You are viewing a plain text version of this content. The canonical link for it is here.
Posted to user@gobblin.apache.org by "Zhang, Xiuzhu(AWF)" <xi...@paypal.com> on 2017/12/13 01:54:28 UTC

distcp in hadoop cluster

Hi guys,

I am using gobblin distcp feature to copy files between two Hadoop clusters and I encounter strange problem but it is can work winthin one Hadoop cluster.

I am very appreciate you can give me directions and I am very like to communicate with all of you on technology.
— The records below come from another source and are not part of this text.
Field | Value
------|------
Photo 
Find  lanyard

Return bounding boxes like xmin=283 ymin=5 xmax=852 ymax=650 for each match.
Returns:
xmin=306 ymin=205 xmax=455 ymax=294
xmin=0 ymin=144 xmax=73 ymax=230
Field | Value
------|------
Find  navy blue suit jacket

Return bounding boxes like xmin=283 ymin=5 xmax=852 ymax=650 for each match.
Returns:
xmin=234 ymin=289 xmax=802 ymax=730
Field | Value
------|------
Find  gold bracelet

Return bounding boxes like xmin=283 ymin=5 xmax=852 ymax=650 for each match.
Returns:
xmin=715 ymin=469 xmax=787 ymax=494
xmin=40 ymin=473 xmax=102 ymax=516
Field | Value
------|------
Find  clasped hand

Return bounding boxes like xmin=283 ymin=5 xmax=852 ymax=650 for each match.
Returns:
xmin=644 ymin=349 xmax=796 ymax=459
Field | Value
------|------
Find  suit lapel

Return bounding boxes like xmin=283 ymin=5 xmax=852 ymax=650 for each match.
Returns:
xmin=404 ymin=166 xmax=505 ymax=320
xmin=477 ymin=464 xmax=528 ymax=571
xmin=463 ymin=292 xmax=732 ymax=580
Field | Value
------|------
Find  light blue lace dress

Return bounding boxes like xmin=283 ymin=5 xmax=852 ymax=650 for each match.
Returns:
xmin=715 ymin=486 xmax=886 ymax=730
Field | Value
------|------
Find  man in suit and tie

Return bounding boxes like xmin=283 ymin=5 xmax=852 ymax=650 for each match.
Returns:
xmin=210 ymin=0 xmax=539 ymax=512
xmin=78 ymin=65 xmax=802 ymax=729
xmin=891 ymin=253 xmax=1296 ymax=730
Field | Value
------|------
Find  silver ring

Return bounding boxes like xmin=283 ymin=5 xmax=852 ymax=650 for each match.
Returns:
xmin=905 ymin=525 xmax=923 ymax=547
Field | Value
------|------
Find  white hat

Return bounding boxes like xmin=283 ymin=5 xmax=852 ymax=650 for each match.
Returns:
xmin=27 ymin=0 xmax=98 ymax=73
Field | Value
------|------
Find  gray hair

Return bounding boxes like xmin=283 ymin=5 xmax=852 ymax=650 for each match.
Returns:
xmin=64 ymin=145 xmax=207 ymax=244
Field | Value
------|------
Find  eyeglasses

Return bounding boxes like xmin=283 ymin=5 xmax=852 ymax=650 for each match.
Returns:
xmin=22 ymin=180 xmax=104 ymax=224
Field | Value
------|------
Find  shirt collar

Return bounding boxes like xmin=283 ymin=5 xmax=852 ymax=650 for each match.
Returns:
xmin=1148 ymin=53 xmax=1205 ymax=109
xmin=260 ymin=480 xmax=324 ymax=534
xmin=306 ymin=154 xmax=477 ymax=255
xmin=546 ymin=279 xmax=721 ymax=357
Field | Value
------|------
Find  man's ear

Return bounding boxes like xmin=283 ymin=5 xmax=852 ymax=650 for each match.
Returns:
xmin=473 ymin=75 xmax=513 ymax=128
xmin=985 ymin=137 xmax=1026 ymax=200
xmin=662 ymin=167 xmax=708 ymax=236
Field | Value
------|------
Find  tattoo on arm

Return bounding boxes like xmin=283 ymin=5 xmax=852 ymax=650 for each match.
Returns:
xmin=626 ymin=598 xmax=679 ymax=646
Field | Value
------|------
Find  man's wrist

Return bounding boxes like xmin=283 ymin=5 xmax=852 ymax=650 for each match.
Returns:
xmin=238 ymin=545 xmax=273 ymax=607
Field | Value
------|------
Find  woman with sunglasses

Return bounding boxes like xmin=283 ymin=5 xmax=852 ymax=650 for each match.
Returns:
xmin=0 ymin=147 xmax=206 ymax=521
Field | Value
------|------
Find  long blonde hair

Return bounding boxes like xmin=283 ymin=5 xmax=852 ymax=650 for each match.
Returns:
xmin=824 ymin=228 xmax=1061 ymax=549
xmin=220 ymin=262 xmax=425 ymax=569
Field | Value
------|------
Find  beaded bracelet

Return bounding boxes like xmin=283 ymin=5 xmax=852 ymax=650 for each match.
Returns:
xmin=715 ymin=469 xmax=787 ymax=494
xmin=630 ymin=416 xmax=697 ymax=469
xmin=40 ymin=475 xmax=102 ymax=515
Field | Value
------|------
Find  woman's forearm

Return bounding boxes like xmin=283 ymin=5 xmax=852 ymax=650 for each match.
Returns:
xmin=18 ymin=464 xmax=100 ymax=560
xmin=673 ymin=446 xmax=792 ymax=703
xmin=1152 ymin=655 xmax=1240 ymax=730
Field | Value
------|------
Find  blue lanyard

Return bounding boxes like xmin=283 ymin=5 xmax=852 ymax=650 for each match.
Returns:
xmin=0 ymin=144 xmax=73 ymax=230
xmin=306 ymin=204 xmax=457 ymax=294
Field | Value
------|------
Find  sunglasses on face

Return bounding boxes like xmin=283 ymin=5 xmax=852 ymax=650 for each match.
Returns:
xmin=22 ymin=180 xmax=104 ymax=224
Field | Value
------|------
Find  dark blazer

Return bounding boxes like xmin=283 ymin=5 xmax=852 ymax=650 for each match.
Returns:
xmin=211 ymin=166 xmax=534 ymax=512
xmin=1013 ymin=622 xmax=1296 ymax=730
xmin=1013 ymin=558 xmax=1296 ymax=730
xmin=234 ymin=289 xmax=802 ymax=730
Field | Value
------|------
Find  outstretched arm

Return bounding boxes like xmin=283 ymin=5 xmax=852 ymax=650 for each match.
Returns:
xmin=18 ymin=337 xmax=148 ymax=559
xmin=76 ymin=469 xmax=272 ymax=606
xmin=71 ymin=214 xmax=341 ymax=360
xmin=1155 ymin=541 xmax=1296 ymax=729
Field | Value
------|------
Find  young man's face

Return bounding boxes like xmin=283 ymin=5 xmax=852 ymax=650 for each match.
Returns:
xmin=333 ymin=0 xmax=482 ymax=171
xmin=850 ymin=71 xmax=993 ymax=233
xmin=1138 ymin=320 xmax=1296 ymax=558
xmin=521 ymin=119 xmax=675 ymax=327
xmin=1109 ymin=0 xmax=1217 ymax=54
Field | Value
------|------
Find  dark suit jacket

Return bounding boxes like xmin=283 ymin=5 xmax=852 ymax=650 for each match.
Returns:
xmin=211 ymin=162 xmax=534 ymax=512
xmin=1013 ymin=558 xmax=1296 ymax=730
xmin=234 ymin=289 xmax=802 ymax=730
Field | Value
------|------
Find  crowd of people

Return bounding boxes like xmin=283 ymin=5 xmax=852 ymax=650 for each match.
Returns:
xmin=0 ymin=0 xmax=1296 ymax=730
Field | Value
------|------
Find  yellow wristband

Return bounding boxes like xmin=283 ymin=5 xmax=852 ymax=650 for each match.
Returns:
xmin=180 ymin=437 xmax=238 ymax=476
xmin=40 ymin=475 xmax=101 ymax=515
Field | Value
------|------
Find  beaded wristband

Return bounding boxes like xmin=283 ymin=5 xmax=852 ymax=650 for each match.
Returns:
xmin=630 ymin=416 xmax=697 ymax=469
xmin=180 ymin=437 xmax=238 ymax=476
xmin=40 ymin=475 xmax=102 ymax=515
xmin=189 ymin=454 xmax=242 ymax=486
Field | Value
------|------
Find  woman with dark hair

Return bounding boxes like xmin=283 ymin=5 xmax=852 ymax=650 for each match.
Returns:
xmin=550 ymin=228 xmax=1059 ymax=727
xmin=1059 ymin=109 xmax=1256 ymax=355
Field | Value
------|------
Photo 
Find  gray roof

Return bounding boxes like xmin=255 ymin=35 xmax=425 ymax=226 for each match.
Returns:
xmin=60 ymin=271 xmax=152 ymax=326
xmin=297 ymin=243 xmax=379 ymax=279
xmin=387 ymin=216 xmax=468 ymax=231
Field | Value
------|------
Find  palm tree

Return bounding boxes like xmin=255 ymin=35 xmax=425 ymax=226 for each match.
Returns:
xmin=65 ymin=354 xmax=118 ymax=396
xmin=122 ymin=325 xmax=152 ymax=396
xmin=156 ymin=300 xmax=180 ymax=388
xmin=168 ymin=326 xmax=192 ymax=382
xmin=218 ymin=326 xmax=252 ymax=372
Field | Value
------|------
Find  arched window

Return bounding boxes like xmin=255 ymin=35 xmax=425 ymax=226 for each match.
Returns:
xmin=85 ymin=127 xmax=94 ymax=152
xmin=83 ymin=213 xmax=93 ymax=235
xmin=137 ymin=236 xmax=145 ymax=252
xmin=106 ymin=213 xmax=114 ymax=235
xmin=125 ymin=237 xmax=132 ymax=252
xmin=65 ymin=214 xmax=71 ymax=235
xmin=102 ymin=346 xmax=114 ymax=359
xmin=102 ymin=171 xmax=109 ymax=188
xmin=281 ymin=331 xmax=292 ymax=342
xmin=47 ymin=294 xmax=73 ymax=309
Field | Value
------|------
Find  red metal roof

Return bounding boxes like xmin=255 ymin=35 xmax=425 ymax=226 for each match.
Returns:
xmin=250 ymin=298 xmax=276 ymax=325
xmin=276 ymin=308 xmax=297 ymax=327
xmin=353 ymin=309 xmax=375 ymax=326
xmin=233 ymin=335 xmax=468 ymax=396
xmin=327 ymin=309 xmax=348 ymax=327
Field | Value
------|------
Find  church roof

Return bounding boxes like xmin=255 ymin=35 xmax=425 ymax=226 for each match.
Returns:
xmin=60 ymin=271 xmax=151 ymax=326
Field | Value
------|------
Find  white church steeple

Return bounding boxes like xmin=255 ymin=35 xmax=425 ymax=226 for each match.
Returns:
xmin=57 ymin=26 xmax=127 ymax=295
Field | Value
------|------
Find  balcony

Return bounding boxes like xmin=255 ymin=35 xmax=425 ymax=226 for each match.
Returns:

[cid:image001.png@01D373F7.B9D819A0]

[cid:image002.png@01D373F7.B9D819A0]

It is configured by:

job.name=ETN DISTCP
job.group=etn
job.description=Distcp example.......
#job.lock.enabled=false

#source.filebased.fs.uri=hdfs://10.176.20.39:9000
#source.filebased.data.directory=/user/ethan/distcp_src/

source.filebased.fs.uri=hdfs://10.176.0.184:8020
source.filebased.data.directory=/data/

source.class=gobblin.data.management.copy.CopySource
gobblin.dataset.profile.class=gobblin.data.management.copy.CopyableGlobDatasetFinder
#gobblin.dataset.pattern=/user/ethan/distcp_src/
gobblin.dataset.pattern=/data/

extract.namespace=gobblin.data.management.copy.extractor
writer.builder.class=gobblin.data.management.copy.writer.FileAwareInputStreamDataWriterBuilder
#writer.builder.class=gobblin.data.management.copy.writer.TarArchiveInputStreamDataWriterBuilder
data.publisher.type=gobblin.data.management.copy.publisher.CopyDataPublisher

writer.destination.type=HDFS

data.publisher.final.dir=hdfs://10.176.4.40:9000/user/ethan/dest/

Thanks,
Ethan